Mexicanos se resisten a la idea de acabar con su vida

Héctor Lara, experto de la UNAM, señala que la cultura y la violencia del país son factores determinantes para que un sujeto decida no suicidarse.
Por cada uno que consuma este acto, hay 40 que lo piensan.
Por cada uno que consuma este acto, hay 40 que lo piensan. (Octavio Hoyos)

México

La forma pasiva con la que los mexicanos afrontamos y vemos los problemas nos han hecho, cierta manera, resistentes a la idea del suicidio; por ello se mantiene una tasa baja en este tipo de muerte en comparación con el resto del mundo, explicó en exclusiva para MILENIO Héctor Lara Tapia, investigador de la Facultad de Psicología de la UNAM.

De acuerdo con el especialista, dos factores definen esta tendencia: la cultura y el clima de violencia que se vive.

Lara explicó que aunque las cifras oficiales reportan que en el país hay aproximadamente cinco suicidios por cada 100 mil habitantes, por cada persona que se quita la vida hay 40 que lo pensaron.

Señaló que pese a lo aparatoso de la situación, México es un país en donde este tipo de fenómenos es bajo en comparación no solo con el resto del mundo, sino también con Latinoamérica.

Factor cultural

Ello se debe, destacó, a la forma de afrontar los problemas: hace algunos años el especialista hizo un estudio en el cual analizó 30 culturas del mundo y encontró que la forma pasiva que se expresa en frases como “espérate tantito”, “que sea lo que Dios quiera”, “no hagas mañana lo que puedes hacer pasado mañana”, es lo que ha permitido a los mexicanos no caer en la desesperación que conduce al suicidio.

En otras culturas ocurre algo distinto, por ejemplo con los estadunidenses, quienes se expresan en situaciones de apuro: “hay que hacer algo”. Esto se debe a que las sociedades desarrolladas son más activas, opinó el especialista.

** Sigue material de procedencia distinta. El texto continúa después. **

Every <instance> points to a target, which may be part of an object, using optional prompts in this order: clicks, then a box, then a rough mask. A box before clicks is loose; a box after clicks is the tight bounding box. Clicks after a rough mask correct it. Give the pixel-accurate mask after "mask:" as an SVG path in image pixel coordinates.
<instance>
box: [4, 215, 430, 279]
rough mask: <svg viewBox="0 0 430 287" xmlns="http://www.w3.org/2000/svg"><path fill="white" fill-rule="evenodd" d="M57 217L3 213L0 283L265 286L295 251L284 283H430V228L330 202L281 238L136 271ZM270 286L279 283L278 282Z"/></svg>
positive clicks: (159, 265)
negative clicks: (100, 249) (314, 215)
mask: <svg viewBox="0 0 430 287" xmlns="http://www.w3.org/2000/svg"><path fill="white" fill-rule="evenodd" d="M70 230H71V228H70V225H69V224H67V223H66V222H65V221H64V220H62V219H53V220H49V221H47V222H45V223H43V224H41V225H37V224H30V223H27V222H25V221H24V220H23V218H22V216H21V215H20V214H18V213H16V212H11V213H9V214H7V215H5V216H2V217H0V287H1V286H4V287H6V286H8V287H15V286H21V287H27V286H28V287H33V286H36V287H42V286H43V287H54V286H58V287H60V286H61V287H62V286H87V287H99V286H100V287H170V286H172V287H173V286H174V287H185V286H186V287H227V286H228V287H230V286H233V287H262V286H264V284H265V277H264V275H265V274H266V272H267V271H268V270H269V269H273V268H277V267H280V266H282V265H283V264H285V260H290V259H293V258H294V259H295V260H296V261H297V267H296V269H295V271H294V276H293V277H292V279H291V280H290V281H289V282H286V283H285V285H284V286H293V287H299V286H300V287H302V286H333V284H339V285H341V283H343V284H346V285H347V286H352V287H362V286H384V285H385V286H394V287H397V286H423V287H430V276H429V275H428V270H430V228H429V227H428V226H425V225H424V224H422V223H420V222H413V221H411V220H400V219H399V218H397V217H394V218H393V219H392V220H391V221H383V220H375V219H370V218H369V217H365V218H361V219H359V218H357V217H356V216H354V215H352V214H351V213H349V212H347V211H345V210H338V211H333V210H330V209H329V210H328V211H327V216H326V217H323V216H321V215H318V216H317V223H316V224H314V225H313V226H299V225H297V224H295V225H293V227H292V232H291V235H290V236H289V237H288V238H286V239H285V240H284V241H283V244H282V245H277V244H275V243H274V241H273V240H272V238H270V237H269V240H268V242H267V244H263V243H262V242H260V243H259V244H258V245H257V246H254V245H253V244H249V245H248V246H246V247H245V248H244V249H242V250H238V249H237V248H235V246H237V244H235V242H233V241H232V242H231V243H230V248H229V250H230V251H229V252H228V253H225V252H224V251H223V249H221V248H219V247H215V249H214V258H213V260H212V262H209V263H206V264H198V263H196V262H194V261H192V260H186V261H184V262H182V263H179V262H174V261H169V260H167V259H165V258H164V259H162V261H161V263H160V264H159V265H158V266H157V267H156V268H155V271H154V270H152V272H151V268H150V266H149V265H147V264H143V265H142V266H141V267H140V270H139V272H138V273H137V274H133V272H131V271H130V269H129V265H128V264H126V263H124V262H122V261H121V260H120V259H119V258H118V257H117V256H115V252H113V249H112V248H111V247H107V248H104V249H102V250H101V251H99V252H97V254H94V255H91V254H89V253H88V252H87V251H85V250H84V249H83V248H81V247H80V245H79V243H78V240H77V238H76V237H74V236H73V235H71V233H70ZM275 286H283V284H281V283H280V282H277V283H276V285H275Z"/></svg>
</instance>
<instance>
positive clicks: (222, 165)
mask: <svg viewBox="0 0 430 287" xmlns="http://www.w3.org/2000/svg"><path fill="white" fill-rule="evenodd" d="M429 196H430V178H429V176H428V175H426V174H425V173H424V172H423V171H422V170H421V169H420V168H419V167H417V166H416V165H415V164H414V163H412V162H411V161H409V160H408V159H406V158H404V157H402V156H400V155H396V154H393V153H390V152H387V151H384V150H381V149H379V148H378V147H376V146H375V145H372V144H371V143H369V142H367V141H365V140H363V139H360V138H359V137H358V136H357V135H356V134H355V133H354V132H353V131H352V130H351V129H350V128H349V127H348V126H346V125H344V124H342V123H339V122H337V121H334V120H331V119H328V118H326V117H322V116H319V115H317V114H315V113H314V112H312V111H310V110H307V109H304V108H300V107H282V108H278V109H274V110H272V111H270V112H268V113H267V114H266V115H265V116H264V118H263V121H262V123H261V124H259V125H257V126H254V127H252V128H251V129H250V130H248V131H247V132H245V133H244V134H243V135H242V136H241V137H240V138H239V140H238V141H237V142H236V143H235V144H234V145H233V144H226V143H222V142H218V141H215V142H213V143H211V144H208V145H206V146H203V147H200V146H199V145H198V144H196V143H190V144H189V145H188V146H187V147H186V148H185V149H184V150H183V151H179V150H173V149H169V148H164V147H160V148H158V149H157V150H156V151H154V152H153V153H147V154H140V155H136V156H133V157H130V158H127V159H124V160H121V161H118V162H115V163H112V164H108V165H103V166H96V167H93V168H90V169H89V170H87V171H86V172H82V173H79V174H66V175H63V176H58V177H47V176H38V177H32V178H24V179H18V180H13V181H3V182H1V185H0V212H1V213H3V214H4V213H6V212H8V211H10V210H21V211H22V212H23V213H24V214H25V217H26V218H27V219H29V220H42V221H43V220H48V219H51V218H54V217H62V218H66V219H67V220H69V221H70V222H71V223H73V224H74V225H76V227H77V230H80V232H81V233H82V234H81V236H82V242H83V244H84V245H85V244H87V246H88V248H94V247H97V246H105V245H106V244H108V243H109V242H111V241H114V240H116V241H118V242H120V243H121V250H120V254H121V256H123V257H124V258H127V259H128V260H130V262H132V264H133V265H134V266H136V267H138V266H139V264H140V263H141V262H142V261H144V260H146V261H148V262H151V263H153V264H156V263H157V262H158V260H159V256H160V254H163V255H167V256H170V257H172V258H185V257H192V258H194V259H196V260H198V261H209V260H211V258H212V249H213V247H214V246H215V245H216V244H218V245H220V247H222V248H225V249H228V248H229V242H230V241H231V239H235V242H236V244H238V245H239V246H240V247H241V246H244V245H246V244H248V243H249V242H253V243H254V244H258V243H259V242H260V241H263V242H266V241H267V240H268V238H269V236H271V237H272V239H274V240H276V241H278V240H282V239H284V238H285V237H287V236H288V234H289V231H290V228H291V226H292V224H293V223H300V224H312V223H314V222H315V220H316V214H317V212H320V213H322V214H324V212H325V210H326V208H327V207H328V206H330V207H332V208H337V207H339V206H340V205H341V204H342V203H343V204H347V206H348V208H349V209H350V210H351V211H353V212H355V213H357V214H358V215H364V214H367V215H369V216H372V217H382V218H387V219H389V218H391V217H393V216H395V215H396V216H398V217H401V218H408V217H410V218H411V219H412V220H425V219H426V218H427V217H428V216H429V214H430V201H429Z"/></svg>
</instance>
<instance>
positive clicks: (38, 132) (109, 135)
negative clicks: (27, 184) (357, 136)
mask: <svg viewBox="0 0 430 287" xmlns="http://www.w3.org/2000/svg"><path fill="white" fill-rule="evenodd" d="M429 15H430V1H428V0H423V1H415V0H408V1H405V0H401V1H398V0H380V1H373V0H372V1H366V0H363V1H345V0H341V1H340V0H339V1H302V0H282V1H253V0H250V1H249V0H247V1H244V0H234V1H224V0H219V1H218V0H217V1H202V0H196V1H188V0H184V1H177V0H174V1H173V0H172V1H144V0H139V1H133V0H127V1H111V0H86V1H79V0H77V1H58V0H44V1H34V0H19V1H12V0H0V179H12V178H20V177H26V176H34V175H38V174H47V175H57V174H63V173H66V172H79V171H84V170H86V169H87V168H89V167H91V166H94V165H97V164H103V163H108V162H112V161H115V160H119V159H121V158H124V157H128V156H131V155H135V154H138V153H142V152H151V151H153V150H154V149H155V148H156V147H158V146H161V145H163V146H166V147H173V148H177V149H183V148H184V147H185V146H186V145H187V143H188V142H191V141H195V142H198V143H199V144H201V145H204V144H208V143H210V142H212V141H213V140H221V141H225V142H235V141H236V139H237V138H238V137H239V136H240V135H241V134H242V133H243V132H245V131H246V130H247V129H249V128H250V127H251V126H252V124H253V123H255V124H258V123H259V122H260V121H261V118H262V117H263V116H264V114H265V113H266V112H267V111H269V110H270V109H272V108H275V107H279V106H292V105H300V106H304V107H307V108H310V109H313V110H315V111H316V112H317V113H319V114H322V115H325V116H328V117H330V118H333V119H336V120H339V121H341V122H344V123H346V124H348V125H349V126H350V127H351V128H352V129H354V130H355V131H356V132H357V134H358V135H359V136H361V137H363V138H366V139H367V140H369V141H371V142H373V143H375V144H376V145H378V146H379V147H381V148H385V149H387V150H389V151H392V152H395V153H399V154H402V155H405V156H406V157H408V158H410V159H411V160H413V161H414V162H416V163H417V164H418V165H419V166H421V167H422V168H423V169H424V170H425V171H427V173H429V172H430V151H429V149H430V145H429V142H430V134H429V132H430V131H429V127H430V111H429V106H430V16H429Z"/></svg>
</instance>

La forma practicada por los mexicanos “se le conoce como confrontación pasiva; así lo describieron psicólogos mexicanos. Los estados de la República que tienen un modelo más pasivo de confrontación son los que presentan índices más bajos de suicidio, como Guerrero, Oaxaca y Chiapas, en comparación con los estados del norte, que tienen influencia estadunidense”, abundó.

El especialista, quien ha escrito artículos sobre el suicidio desde 1968 y es médico del Servicio de Psiquiatría del Hospital Regional Adolfo López Mateos del Issste, resaltó que “entre los mexicanos que viven en Estados Unidos, donde la propensión al suicidio es al menos cuatro veces más alta que en México, la tendencia también se cuadruplica (…)

Esto se asocia con los estados del norte de la República. Es un choque cultural en el que se rompe lo pasivo y por eso hay más posibilidad de suicidio.

“También hay que considerar por qué el mexicano es así: es un patrón cultural que está determinado desde la Colonia, y por eso cuando se utilizan modelos estadunidenses para analizarlo fallan mucho. No es lo mismo haber sido colonizado que haber sido conquistado”.

El experto añadió que otro patrón es la escolaridad: “Entre más desarrollada sea la gente, maneja más la agresión hacia adentro que hacia afuera; en cambio, el sujeto normal tiende más a soltar la agresividad. Por esto es que los países desarrollados tienen más suicidios y menos conductas expuestas hacia afuera”.

Estamos curtidos

“Lo que no mata, fuerza te da”, dice un refrán que es parte de nuestra cultura mexicana; por decirlo de otra forma, “estamos curtidos por los problemas (…) en los países desarrollados, cuando hay problemas económicos, todo mundo se echa por la ventana; en México, si cada seis años que hay devaluación nos suicidáramos, no habría población” expresó el especialista.

Añadió que “el mexicano se adapta al estrés no enfrentándolo propiamente; pero si un extranjero viviera en México en las mismas circunstancias a las que estamos acostumbrados, seguro se suicidaría”, también señaló que cuando hay más homicidios disminuyen los suicidios.